One of the many problems encountered in the process of producing electrolyte elements, and particularly those useful in electrochemical cells with lithium as the negative electrode or anode, is that there is a difficulty in obtaining good efficiency, cycling life, and safety of the cells due to reactivity of the electrolyte element with the electrode elements, particularly due to reactions with the anode. There is further difficulty in obtaining good efficiency, cycling life, and safety of the cells due to the diffusion of materials from other layers of the cell, particularly discharge products from the positive electrode or cathode layer, into the electrolyte element. These materials that have diffused into the electrolyte element can react in a detrimental way with the anode or another layer in contact with the electrolyte element, or can react directly with the electrolyte element.
The foregoing disadvantages for producing electrolyte elements for electrochemical cells are even more problematic when the cathode layer utilizes a sulfur-based active material in combination with a lithium-based anode. For instance, in U.S. Pat. No. 3,907,591, Lauck describes the reduction of the elemental sulfur active material during the discharging of the cell to produce soluble lithium polysulfides at high concentrations. This leads to reduced efficiency and cycling life of the cells due to formation of insoluble lithium sulfides, such as lithium sulfide (Li.sub.2 S), which deposit on the cathode and clog its pores to block interaction with the electrolyte, as well as due to undesirable reactions of the soluble lithium polysulfides with the lithium-based anode.
Lithium and sulfur are highly desirable as the active materials for the anode and cathode, respectively, of rechargeable or secondary battery cells because they have the highest energy density on a weight or volume basis of any of the known combinations of active materials. To obtain high energy densities, the lithium can be present as the pure metal or in an alloy or in an intercalated form, and the sulfur can be present as elemental sulfur or as an organic material with a high sulfur content, preferably greater than 50 weight per cent sulfur. The aforementioned disadvantages of the high reactivity of lithium with the electrolyte element and the transport of excessive amounts of soluble and insoluble polysulfides from the cathode layer into the electrolyte element in combination cause a complex number of chemical reactions which in total reduce the cycle life and safety of the cells.
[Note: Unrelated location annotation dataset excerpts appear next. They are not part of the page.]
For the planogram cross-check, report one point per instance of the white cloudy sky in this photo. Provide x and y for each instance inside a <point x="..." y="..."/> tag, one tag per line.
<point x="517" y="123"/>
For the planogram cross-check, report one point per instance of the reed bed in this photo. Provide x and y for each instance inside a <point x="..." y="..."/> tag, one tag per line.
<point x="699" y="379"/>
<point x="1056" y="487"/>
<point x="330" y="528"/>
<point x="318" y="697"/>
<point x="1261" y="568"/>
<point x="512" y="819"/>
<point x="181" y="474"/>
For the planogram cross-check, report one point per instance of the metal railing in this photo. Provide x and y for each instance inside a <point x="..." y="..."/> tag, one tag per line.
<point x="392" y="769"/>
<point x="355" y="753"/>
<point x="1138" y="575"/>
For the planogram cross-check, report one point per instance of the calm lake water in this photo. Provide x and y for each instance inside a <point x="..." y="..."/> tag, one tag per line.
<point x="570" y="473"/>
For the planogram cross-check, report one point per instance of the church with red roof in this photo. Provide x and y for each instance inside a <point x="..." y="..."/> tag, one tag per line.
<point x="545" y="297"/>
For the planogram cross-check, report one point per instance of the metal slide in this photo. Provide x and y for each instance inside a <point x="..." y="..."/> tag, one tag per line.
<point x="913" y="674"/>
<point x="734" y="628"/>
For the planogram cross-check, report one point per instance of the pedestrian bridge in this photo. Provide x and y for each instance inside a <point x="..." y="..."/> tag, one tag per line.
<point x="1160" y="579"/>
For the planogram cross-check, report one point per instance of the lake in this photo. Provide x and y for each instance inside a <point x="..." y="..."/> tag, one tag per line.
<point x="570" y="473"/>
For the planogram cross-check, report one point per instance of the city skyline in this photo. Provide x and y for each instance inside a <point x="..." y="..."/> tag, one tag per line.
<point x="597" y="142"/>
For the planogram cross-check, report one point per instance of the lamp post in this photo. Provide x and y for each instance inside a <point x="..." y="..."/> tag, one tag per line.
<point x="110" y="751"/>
To overcome the foregoing disadvantages for producing electrolyte elements, and in particular for producing electrochemical cell elements with a lithium-based anode, in U.S. Pat. No. 4,303,748 to Armand, et al., the disclosures of which are totally incorporated herein by reference, the electrolyte element is a solid polymer electrolyte (SPE). This SPE is less reactive with the lithium-based anode than liquid electrolytes and, optionally, an ionically conductive polymer, the same as or similar to that in the SPE, is further incorporated into the cathode composite layer containing, for example, elemental sulfur and conductive carbon. The ionically conductive polymer is incorporated into this elemental sulfur and conductive carbon coating at levels of up to 25 weight per cent to improve the electrochemical performance and the mechanical integrity of the coating. In spite of the lower reactivity of the electrolyte element and the binding strength and ionic conductivity of the polymer, such as polyethylene oxide (PEO), in the composite cathode, there remains excessive diffusion of soluble lithium polysulfides from the cathode into the electrolyte element and into contact with the lithium anode which severely reduces the cycle life and safety of the cell.
In U.S. Pat. No. 5,523,179, the disclosures of which are totally incorporated herein by reference, Chu describes some of the prior art on elemental sulfur cathode/lithium anode battery cells, including the formation and detrimental action of polysulfides with nonaqueous electrolytes. No information is provided on the use of additives in the electrolyte element to increase cycle life and safety.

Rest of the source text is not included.